You can’t fool me – it’s turtles all the way.
Ha ha! Nice one.
Winner.
When Odontochelys was first described there was some wonder about why the plastron evolved. We usually think of the turtle shell as protection, and it is but why would it appear on the bottom first? Usually threats come from above.
I suggested that maybe the shell evolved for locomotion first.
Google Plastron Toboggan and read the comments at Panda’s Thumb.
Ballast to stay under water? Just a guess, but if the dense shell helps it to stay submerged that alone would be useful.

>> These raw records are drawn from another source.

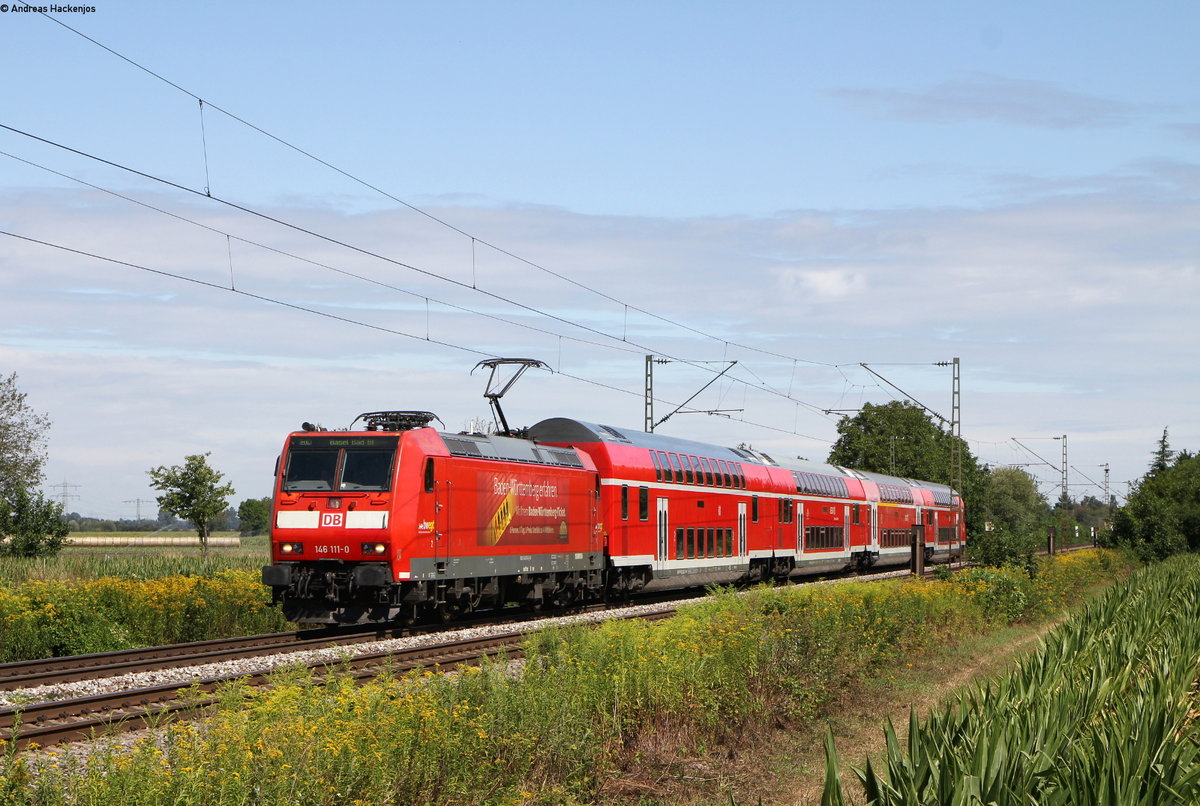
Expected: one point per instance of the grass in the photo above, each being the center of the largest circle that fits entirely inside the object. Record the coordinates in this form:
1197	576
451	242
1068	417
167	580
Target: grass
101	599
83	563
653	713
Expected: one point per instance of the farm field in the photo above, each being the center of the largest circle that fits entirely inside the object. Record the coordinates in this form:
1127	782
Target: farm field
137	561
729	699
101	599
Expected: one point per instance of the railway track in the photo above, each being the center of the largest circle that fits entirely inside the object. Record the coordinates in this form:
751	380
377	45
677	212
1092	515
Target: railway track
76	719
53	671
83	717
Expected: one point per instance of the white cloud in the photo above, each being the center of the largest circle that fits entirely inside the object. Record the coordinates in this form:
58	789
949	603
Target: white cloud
1072	313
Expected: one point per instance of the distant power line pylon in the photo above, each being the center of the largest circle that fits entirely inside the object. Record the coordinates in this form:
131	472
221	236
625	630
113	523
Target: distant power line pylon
64	495
139	501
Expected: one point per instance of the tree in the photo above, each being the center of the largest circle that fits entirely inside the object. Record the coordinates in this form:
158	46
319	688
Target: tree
901	439
31	524
1162	515
1013	501
1015	510
192	492
22	439
255	515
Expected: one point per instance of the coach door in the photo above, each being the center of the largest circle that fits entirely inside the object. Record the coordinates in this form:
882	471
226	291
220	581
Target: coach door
442	510
664	529
742	529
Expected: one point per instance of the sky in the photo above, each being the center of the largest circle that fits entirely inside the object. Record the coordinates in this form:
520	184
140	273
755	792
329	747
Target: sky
221	220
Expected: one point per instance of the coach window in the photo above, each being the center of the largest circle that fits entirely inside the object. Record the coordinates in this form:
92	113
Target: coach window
678	470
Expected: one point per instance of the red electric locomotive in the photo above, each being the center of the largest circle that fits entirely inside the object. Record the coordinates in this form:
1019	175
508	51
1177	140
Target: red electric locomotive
400	521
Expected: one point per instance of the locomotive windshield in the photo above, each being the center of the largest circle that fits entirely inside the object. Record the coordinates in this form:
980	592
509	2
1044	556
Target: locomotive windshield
329	463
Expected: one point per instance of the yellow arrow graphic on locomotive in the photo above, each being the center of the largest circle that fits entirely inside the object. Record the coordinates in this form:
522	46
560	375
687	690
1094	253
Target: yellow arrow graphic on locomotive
501	521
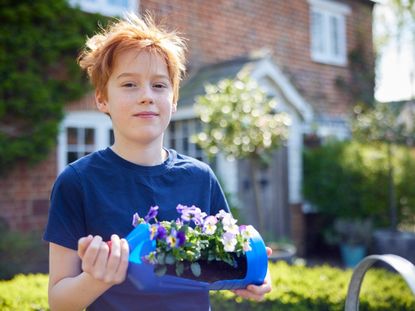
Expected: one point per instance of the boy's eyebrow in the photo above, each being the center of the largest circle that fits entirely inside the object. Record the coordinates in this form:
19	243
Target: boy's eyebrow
132	74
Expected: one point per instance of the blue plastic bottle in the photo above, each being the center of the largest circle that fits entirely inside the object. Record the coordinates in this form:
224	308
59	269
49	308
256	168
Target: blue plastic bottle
143	277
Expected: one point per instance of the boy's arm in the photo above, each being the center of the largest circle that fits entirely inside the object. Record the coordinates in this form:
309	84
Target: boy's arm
76	279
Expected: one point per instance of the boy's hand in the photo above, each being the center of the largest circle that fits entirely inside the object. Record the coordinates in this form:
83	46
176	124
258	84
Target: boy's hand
101	262
256	292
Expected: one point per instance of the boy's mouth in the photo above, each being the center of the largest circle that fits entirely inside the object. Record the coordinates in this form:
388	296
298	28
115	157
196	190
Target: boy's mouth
146	114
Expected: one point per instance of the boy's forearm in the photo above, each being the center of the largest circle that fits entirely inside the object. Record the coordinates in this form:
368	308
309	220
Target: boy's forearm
76	293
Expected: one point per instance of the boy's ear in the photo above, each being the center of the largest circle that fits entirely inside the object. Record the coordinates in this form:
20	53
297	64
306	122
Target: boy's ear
100	101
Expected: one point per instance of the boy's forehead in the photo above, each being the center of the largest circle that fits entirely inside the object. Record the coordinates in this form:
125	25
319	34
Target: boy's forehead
140	62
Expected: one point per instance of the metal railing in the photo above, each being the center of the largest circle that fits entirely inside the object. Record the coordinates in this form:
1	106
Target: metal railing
401	265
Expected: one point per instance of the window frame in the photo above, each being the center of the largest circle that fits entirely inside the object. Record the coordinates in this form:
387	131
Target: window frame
328	11
105	8
101	124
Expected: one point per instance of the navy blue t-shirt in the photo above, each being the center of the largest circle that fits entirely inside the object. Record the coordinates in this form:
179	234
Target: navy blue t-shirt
98	195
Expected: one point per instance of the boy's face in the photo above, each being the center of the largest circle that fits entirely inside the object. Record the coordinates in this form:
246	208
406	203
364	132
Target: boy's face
139	98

Ballast, yes. I mentioned that in the comments at Panda’s Thumb but with reference to the dense bones. A dense body not only will help produce neutral buoyancy but will also make a good anchor for an animal that hunts with a long neck and snapping jaws.
I tried to get my granddaughter to do a science fair project on the aid to locomotion part. Some ground is just too soft to walk on.
Make two bean bag Odontochelys one with a plastron and one without and drag them across very soft wet ground. Add things like sticks and other obstructions then measure which takes the least amount of force to do that.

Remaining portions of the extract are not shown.